Have you ever tried having an exception raised in your app where the error message is inscrutable? You have no idea where to turn because it barely makes sense. Let alone any clue on how to fix it. To top it off what if the error originates in code you’re not directly calling? That’s what happened to me recently in a middleware. The good news is, there is a way out of that pit. I was trying to connect to Office 365 using OmniAuth. To use OmniAuth you need to install extra plugins; one provider for every service you want to authenticate with. I was using the omniauth-office365 gem, which I also needed to tweak for our app. When I did that, however, I was greeted by this bastard over and over: Faraday::Error::ConnectionFailed, getaddrinfo: nodename nor servname provided, or not known. You’re damn right the connection failed, I have no idea how to connect that failure to anything I’ve done in my code!

After a few rounds of that kind of frustration you’re ready to start pulling hairs out (or let the ones grey already give in to temptation). There’s no other way to go about it than try again. Meanwhile I was doubly confused because the error says it can’t resolve the DNS name. But I had given it a valid hostname: ’https://outlook.office365.com‘.

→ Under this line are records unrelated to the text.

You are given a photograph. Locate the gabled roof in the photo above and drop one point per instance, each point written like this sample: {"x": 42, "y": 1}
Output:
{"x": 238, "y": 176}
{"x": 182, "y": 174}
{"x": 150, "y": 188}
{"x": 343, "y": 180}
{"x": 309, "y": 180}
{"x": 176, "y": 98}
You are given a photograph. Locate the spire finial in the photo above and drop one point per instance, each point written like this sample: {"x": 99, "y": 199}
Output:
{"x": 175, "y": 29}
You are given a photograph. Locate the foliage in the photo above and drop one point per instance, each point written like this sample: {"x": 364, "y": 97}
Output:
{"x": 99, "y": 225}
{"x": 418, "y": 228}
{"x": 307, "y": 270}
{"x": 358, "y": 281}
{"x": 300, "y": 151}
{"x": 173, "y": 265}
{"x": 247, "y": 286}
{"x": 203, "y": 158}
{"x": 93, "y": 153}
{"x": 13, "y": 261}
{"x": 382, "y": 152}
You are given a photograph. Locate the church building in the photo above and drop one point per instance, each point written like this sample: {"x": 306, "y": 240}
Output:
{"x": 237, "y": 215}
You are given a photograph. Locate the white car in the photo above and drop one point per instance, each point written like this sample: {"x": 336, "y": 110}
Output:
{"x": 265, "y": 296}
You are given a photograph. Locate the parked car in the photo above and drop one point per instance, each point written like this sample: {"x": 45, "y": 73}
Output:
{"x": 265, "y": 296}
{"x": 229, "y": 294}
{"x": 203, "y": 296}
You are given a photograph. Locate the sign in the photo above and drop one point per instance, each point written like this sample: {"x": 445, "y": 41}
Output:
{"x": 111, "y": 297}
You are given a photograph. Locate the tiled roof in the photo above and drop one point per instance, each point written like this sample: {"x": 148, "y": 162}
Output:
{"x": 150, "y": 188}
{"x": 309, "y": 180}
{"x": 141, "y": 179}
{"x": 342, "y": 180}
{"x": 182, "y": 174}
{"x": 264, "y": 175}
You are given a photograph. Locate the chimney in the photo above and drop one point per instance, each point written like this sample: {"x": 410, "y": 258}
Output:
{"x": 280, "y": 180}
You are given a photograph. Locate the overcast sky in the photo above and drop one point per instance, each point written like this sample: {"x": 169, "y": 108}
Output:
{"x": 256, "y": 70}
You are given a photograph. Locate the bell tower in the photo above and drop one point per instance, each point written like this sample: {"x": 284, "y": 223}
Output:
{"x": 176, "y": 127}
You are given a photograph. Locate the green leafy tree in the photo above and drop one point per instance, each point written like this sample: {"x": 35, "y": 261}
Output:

At times when I’m completely stumped I reach for my debugger and some trusty Ruby tricks. Some people get great mileage out of puts and p, but I always end up with my gas tank empty before the interstate. For me though? There’s no tool like byebug. You just pop a byebug statement in your code and you’re off to the runtime introspection races.

Now for the Ruby trick. How do you get a hold of the middleware in your Rails app? I tried several things but nothing close to a bullseye. Until I remembered sooner or later, the middleware has to be instantiated which means new is called, which means initialize is called.

That means I know where to pierce the skin and start poking. Now how do I inject the byebug statement in there? Ruby has a great answer for that: prepend.

I created a module which overrode the method to fire off my debugger and call super. Like this:

module Office365Byebug
  def initialize(*)
    byebug
    super
  end
end

OmniAuth::Strategies::Office365.prepend Office365Byebug

This breaks right at super above, but before it’s executed. Mashing up once - or u for short - takes you to where the super class called initialize. That’s where I wanted to be. See, once I was stopping every time the middleware was instantiated, and I could prod the running code, my pace picked up immensely. Nothing really gels what I’m trying to understand quite like seeing the code run in action line by line.

Oh, and that splat trick? I wrote about it and more here.

As for the solution? Well, it’s a real slasher. omniauth-office365 didn’t check if the base url had a slash or not, so the URL it was using to query user info became https://outlook.office365.comMe?api_version=1.5. I don’t know about you, but I’ve never heard about a comMe TLD - and they sure come weird these days.

At least there’s comfort in the simple fix, opposed to the franticness of not knowing how you’ll pull through. Though don’t forget your safety googles, whippersnapper.